30.切りますよ。


 電話の向こうに人の気配があるのに、無言だった。


「もしもし? 切りますよ」


 俺がそう言うと、小さな舌打ちが聞こえて、電話が切れた。間違い電話ではなさそうだ。わずかに悪意と敵意が、舌打ちから感じられた。それに、俺の生存を確認するような電話に、背筋が寒くなった。まるでその電話の向こうにいる相手からは、俺の存在が邪魔で仕方がないような感覚があった。俺はここまで他人の悪意の標的になったのは、初めての経験だった。しかしこのことが、この病が人為的で悪意に満ちているという証明でもあるような気がしてきたのも事実だった。俺はこれで森崎に一歩近づいたと思い、これからの展開を予測しようとしたが、巧く出来なかった。

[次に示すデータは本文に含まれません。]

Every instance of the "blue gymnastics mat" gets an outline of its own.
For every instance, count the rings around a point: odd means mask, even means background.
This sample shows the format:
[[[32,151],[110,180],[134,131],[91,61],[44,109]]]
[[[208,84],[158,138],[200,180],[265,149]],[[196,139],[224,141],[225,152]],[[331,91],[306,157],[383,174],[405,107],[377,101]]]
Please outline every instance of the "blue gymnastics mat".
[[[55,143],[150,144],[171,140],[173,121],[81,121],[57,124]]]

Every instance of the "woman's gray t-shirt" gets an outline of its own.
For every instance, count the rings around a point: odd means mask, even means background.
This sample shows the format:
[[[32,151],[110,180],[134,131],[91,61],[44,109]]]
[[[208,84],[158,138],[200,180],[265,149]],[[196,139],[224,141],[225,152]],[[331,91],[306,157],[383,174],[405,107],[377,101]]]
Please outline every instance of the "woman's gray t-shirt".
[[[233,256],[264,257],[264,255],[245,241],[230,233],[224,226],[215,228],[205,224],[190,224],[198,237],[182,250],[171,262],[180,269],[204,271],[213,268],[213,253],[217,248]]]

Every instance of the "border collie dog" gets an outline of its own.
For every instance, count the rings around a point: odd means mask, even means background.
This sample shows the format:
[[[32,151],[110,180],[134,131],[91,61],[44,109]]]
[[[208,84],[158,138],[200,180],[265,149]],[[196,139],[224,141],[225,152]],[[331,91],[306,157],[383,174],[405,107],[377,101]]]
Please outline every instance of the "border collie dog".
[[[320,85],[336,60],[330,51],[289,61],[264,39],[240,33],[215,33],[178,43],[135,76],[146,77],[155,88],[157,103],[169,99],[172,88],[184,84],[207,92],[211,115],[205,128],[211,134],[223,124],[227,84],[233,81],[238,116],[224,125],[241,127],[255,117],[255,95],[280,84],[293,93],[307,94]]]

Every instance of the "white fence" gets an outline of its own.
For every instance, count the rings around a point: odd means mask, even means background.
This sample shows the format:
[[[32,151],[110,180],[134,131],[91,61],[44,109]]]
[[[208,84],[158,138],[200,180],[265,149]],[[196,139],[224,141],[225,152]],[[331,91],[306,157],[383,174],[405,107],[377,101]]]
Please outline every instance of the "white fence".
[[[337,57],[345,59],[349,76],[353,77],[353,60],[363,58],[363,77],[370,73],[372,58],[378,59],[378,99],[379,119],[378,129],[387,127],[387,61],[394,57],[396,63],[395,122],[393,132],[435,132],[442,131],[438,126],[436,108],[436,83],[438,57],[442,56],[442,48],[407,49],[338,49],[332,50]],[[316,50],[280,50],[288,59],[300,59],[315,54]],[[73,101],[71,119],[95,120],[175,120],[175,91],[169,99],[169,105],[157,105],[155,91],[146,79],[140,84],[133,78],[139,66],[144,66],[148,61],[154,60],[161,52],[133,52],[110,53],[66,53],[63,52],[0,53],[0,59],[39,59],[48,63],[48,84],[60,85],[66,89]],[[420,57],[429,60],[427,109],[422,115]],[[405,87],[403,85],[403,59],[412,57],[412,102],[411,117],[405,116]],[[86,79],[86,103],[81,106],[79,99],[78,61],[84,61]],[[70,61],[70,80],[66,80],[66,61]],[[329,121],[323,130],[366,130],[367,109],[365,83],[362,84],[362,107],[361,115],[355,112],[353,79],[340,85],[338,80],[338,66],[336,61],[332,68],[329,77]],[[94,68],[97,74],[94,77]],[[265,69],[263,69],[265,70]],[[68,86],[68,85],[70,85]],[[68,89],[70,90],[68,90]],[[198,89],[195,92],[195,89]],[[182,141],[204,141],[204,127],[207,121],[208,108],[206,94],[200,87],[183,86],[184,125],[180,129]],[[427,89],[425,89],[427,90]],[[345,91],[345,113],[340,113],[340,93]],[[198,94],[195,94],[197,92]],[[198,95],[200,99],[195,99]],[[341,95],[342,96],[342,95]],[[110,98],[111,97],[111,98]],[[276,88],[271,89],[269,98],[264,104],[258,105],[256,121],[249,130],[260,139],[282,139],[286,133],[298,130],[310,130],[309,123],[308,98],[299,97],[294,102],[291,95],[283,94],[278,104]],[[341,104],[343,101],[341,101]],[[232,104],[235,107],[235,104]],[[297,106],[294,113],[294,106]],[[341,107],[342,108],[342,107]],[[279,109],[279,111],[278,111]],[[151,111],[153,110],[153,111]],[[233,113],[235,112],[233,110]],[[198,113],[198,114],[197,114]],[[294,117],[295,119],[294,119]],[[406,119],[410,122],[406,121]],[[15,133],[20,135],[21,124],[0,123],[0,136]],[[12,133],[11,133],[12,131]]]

 不可解なことが多すぎる。俺はそう思って、パソコンをシャットダウンした。椅子に腰をおろして、目と目の間をつまんだ。目も体も、精神も明らかに疲れている。苦手な嘘を吐き続け、演技していた反動なのかもしれない。


 悪夢病。拡散された絵。清川の推理。則田の失踪。森崎の本。大手寝具メーカーとのつながり。これだけ材料があるのに、新しい情報を得れば得るほど、分からなくなる。全く真相が見えてこない。まるで暗中模索だ。一体森崎は何のために、他人に悪夢を見せるのか。単なるサディストの愉快犯か。もしそうならば、近くで患者を見て、苦しんでいる姿を楽しんでいるのか。しかし則田によって「現代の獏」が出回っている。森崎はこれをどう思ってみているのか。子供だましだと嘲笑しているのか。それとも別な考えがあるのか。時計はもう昼過ぎをさしていた。俺も眠れるうちに眠って、少し休んだ方が良いかもしれない。